Rona, Herald of the Invasion, our third iteration of the Gixian wannabe, isn’t terribly scary in a vacuum. A Horned Turtle/Merfolk Looter hybrid with the promise of drawing multiple cards per turn, Rona is initially pretty unassuming; most of the excitement has been about her back half, which lets you Withering Wisps your way to an Emrakul or Worst Fears in Commander. But no Magic card exists in a vacuum, and those of us who tried to make Archivist plus Mind Over Matter back in the original Tolarian days might recognize the potential power in Rona’s ability.

Here’s the line of play: untap with Rona in play, cast Retraction Helix (or Banishing Knack in non-Pioneer formats). Play Mox Amber, tap it for Blue, then bounce the Mox back to your hand with Rona. Replay the Mox, untapping Rona, and repeat the cycle until you have a million mana and a million Storm count.

So what do you do with infinite mana in Pioneer? There’s Torment of Hailfire and Ribbons to burn an opponent out. We’ve lost eternal closer Walking Ballista to the same ban as Kethis, but we do have alternate big-mana artifacts, from Hangarback Walker to Stonecoil Serpent, both of which will require another turn before they can attack. Ulamog, the Ceaseless Hunger is also a reasonable threat to cast for ten mana, but again, requires another turn or two to actually win the game. Emrakul, the Promised End and Cityscape Leveler are always ready to be tapped in, and The Brothers’ War brought us a host of other colorless beaters. But we’re not looking to almost end the game: we’re looking to combo out.

We could run the old standard of Thassa’s Oracle, using our cache of 300,000 blue mana and employing Gadwick the Wizened to draw ourselves to an empty library first, but the most elegant solution is actually the cheapest. The infinite mana aspect of the combo turns out to be a red herring, because we actually want to exploit the infinite bounce and replay loop of Mox Amber to trigger Altar of the Brood to mill our opponent out. Failing that, Underhanded Designs lets each Mox Amber cast drain for one—simply tap the Mox to pay the (1) each time.

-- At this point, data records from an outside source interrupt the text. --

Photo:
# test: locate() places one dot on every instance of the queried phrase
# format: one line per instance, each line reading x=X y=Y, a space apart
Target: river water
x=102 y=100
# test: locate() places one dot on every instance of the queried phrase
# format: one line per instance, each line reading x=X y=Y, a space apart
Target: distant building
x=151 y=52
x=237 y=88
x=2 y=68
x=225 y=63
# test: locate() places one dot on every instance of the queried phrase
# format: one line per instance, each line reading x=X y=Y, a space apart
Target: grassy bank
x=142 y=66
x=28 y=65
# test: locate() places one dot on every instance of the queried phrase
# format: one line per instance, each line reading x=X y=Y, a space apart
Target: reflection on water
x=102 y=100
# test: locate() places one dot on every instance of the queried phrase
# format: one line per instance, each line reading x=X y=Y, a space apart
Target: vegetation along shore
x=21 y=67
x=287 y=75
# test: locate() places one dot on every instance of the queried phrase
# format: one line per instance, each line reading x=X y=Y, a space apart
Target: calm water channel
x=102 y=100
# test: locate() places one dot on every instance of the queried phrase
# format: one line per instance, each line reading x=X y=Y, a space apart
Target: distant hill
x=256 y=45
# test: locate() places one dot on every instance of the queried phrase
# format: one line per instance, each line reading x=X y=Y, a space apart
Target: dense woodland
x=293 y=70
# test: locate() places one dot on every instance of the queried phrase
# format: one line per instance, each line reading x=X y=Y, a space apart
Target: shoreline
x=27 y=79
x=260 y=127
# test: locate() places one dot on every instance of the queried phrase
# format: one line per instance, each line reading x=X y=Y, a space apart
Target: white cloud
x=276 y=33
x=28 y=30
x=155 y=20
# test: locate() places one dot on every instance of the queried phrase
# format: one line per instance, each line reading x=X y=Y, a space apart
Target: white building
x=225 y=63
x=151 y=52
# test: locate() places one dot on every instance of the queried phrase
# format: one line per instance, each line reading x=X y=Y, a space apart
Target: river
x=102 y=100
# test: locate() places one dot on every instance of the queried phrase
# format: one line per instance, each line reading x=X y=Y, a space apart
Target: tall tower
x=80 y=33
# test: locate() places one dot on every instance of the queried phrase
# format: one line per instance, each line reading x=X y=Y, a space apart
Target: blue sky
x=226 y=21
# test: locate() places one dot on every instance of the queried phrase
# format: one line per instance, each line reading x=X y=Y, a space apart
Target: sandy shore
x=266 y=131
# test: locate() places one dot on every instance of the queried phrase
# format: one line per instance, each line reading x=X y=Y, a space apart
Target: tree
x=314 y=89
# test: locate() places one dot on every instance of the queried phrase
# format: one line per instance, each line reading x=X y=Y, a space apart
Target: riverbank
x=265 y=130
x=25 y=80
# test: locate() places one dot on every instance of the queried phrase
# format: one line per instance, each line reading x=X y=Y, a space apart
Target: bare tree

Here’s my initial decklist:

Creatures (17)
Gilded Goose
Jace, Vryn’s Prodigy
Ledger Shredder
Rona, Herald of Invasion
Emry, Lurker of the Loch

Planeswalkers (4)
Tyvar, Jubilant Brawler

Instants (4)
Retraction Helix

Sorceries (2)
Grim Tutor

Artifacts (8)
Mox Amber
Altar of the Brood

Enchantments (2)
Underhanded Designs
Lands (23)
Darkslick Shores
Blooming Marsh
Overgrown Tomb
Breeding Pool
Watery Grave
Zagoth Triome
Island
Swamp

Tyvar, Jubilant Brawler lets us activate Rona, Jace, Emry, and Goose immediately, as well as find buy back any Ronas or other two drops that have hit the graveyard, like Jace, Vryn’s Prodigy or Ledger Shredder. Gilded Goose is simply not exciting, but until we have Birds of Paradise available in the format (Caverns of Ixalan?), it’s our best one-drop mana accelerant. Emry lets us recast the artifact combo pieces if they find their way into the graveyard, and Grim Tutor lets us find them in the first place–generally, I’m not a huge fan of tutors when we could be milling instead, but Grim Tutor is cheap enough that we can find and cast the portion of our combo that we’re missing in the same turn.

My current sideboard includes the usual Thoughtseize and counter suite to protect our combo from our opponent’s machinations, but the combo is proving to be surprisingly resilient. Tyvar and Jace help us churn through our deck to find Rona and flashback Retraction Helix or Grim Tutor, while Ledger Shredder can help us find our combo pieces or play a more traditional aggressive game–or, ideally, can bait an opponent’s Fatal Push before they realize our actual strategy. I tested Lazav, the Multifarious for combo redundancy in the mold of the old Kethis combo and to serve as another target for Tyvar, but, while fine, the deck didn’t need the minimal assistance he offered. Same with an earlier draft that ran Shigeki, Jukai Visionary and Zimone and Dina—eventually, you’re just doing cute things of dubious utility.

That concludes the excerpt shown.